In a study last year by the Adolescent Risk Communications Institute, more than half of young people age 14 to 22 reported gambling in an average month. The study found that those younger than 18 favored card games, sports betting and bingo.

This is the first year that the University of California, Los Angeles, has offered poker at orientation, and it was a major hit, says Matthew Ontell, a senior political science major who helped organize the event. Nearly everyone, young men and women, knew how to play. Throughout orientation, “they were all playing among themselves.” Poker is much bigger this year than last year, he says.
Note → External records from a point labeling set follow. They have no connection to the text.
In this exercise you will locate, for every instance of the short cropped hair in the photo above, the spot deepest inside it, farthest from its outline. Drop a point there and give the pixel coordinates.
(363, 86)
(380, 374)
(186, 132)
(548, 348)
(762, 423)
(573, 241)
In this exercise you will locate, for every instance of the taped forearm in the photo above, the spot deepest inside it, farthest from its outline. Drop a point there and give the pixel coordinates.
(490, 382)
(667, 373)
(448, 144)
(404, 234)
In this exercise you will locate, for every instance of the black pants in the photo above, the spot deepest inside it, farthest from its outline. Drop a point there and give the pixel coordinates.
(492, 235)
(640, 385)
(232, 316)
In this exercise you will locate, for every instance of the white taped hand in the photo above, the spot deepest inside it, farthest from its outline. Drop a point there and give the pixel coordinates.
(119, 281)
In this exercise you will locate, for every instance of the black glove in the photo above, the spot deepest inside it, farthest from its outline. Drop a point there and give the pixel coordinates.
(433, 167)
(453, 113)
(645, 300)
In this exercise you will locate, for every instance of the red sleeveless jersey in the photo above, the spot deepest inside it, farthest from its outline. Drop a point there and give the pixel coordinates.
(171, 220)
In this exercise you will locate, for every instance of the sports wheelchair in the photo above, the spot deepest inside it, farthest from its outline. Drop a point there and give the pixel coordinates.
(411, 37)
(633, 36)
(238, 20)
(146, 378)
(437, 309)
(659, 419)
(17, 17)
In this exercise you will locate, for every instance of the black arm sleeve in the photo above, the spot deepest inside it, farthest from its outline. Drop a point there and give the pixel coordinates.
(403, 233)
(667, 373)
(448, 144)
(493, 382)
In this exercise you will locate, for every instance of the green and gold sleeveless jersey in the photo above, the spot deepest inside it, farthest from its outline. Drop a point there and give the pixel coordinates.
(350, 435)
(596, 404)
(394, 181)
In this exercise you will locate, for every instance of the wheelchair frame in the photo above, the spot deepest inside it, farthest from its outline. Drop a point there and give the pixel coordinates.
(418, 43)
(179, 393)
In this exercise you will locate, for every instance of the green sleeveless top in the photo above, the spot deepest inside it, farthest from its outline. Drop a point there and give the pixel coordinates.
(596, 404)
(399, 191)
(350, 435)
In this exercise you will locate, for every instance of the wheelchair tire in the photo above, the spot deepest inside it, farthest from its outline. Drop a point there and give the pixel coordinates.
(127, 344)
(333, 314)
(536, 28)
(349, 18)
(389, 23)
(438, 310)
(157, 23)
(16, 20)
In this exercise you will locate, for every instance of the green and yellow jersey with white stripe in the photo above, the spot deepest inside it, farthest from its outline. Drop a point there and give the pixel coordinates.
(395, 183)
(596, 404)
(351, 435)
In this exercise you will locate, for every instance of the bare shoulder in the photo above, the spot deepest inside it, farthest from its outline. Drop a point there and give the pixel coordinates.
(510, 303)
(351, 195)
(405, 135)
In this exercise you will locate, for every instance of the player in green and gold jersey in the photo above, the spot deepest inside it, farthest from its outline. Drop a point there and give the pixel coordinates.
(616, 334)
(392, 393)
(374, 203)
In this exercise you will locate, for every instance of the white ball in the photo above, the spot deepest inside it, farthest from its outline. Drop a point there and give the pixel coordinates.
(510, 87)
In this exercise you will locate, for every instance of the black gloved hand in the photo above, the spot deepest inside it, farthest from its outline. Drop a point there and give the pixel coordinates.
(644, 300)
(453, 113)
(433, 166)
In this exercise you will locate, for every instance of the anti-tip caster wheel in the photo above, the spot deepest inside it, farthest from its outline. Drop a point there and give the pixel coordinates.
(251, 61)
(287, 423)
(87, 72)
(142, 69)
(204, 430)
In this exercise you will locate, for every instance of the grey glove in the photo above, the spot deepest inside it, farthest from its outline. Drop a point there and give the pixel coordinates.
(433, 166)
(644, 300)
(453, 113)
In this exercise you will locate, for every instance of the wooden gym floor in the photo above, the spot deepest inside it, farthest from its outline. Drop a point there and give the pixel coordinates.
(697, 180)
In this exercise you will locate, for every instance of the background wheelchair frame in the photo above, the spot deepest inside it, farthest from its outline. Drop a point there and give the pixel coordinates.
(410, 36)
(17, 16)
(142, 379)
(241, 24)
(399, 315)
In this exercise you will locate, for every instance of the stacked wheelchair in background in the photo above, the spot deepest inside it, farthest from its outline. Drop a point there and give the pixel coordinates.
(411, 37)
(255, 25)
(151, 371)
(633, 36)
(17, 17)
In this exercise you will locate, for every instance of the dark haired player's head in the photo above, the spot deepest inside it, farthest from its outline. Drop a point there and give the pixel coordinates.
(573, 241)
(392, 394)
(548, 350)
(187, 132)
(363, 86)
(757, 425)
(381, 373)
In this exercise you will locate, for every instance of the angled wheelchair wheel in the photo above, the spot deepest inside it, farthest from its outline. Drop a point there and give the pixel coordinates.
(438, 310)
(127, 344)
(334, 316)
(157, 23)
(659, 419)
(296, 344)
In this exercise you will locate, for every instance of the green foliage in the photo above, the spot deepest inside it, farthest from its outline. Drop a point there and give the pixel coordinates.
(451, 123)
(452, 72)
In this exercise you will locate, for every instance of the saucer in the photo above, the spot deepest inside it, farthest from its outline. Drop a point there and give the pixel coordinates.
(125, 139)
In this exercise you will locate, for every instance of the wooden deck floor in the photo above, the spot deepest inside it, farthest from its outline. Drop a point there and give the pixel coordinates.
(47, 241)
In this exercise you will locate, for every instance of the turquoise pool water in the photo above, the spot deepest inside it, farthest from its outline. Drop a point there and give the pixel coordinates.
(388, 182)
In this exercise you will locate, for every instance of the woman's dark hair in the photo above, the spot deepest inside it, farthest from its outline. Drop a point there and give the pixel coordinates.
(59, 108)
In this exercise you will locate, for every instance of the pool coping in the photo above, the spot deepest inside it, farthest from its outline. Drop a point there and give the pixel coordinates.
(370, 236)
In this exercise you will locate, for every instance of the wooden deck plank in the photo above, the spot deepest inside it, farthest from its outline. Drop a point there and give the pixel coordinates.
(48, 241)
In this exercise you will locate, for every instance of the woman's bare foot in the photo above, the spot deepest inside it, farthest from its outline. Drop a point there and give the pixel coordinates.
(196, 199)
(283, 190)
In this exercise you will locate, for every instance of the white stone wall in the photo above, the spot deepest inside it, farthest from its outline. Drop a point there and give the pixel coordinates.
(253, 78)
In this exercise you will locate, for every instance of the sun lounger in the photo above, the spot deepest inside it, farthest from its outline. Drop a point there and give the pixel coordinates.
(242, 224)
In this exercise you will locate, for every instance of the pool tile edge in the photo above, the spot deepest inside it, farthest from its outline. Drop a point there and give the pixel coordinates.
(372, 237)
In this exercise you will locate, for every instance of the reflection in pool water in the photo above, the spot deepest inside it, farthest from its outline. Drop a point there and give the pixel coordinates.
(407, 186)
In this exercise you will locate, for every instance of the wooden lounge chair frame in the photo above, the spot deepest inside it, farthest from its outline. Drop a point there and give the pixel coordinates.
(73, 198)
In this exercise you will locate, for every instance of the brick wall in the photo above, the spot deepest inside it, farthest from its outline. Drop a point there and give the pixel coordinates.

The freshmen “will have a lot of dorm games,” says Ontell, and fuel the poker playing that’s taken off at UCLA in recent years. “Before, everybody sat around and played Counterstrike,” says Ontell of the video game. “Now people play poker.”

Away from campus, poker is “one more way to get everybody together,” says Susan Huber, 46, of Orange, Calif., whose 26-year-old son and daughter-in-law started the Orange County Poker Tour in December as a family get-together. The monthly tournament has expanded to include some 40 family members and friends.

There are men and women, college kids and retirees, many wearing good luck charms – Members Only jackets or sunglasses or bowlers – crowding around card tables in the backyard and living room, often until 2 a.m. Each winner gets to keep a modified softball trophy (with playing cards glued to its top) until somebody steals the title.

With flashy wads of cash floating around – buy-in is $30 – this family game night is a long way from Yahtzee.